Question

Two short bar magnets $\text{A}$ and $\text{B}$ are identical and these are arranged as shown in figure. Their length is negligible as compared to the separation between them. A magnetic needle is placed between the magnets at point $\text{P}$ which gets deflected through an angle $\theta$ under the influence of the magnets. The ratio of $x_1$ and $x_2$ will be

• A. $(2\tan \theta {)}^{1/3}$
• B. $(2\cot \theta {)}^{1/3}$
• C. $(2\tan \theta {)}^{-1/3}$
• D. $(2\sec \theta {)}^{1/3}$

Answer 1

The correct option is B $(2\cot \theta {)}^{1/3}$


At point $\text{P}$, field due to magnets $\text{A}$ and $\text{B}$ will be mutually perpendicular at the equilibrium condition.

$\therefore \tan \theta =\frac{B_A}{B_B}$

$B_A=B_B\tan \theta ......\left(1\right)$

And we know that, magnetic field due to bar magnet at axial and equatorial point for $x>>l$ is given by

$B_A=\frac{{\mu }_0}{4\pi }\left(\frac{2M}{x_1^3}\right)$

[Point $\text{P}$ is an axial point for magnet $\text{A}$]

$B_B=\frac{{\mu }_0}{4\pi }\left(\frac{M}{x_2^3}\right)$

[Point $\text{P}$ is an equatorial point for magnet $\text{B}$]

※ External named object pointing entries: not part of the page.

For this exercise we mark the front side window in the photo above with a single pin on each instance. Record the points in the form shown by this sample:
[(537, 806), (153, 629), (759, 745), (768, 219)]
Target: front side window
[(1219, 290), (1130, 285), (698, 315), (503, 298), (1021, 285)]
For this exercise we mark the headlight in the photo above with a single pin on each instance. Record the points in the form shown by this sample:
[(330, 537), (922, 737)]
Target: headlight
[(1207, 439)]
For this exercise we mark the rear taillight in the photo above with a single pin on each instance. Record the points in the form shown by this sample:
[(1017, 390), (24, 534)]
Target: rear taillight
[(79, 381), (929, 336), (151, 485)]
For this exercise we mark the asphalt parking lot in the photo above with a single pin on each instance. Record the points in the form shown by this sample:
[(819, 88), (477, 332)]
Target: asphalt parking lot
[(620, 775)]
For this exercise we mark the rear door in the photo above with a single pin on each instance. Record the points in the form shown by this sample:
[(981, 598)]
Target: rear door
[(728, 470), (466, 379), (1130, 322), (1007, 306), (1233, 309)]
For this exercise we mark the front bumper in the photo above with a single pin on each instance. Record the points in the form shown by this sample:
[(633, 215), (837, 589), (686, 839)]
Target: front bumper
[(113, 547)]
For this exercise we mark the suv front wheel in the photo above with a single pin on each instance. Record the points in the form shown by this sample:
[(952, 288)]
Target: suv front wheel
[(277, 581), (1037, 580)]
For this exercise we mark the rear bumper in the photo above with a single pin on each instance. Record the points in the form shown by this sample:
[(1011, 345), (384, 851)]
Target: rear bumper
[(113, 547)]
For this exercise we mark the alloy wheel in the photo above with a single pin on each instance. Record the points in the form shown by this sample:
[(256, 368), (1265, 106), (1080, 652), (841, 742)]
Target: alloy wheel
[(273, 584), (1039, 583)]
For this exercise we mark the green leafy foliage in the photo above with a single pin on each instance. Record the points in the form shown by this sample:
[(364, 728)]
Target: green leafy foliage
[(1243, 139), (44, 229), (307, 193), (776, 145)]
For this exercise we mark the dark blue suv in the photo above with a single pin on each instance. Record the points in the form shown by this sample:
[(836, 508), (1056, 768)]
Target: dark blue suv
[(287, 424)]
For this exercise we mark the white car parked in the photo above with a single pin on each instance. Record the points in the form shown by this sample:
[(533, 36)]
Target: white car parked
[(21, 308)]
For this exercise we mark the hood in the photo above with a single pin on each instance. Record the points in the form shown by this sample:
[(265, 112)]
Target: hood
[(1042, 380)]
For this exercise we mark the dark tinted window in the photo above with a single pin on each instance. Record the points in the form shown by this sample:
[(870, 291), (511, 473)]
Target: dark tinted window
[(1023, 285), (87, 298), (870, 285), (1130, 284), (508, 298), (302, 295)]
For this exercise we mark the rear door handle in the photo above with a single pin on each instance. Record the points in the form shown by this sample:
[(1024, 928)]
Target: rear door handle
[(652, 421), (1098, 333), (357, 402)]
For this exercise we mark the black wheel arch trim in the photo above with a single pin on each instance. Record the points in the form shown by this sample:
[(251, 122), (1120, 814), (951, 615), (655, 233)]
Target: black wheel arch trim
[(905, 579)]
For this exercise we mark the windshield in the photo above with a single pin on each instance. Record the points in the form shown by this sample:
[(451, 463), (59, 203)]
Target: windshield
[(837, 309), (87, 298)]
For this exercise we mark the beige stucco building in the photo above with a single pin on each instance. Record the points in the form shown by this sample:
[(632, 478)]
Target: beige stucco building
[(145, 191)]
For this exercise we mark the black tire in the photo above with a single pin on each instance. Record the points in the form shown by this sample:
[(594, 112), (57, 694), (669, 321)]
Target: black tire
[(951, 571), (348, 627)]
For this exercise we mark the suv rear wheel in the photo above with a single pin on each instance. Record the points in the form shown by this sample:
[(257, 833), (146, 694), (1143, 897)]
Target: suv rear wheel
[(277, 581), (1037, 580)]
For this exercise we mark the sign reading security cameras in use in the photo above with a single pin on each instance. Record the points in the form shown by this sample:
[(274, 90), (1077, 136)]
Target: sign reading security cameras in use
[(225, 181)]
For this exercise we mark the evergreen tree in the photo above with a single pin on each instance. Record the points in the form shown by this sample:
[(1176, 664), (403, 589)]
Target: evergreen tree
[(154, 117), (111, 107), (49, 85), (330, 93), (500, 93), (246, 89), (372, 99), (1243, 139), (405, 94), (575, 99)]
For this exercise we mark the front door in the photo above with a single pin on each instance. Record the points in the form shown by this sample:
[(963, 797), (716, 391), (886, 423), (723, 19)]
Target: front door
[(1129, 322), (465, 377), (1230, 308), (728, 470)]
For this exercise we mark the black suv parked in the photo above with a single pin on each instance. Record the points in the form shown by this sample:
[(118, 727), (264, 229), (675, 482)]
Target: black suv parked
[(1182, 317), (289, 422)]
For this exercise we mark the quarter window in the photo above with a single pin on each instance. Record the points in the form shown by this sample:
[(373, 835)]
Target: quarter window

putting the values of $B_A\&B_A$ in equations $\left(1\right)$, we get

$\frac{{\mu }_0}{4\pi }\frac{2M}{x_1^3}=\frac{{\mu }_0}{4\pi }\frac{M}{x_2^3}\left(\tan \theta \right)$

$\frac{2}{\tan \theta }={\left(\frac{x_1}{x_2}\right)}^3$

$\therefore \frac{x_1}{x_2}=(2\cot \theta {)}^{\frac{1}{3}}$

Hence, option $\left(B\right)$ is correct.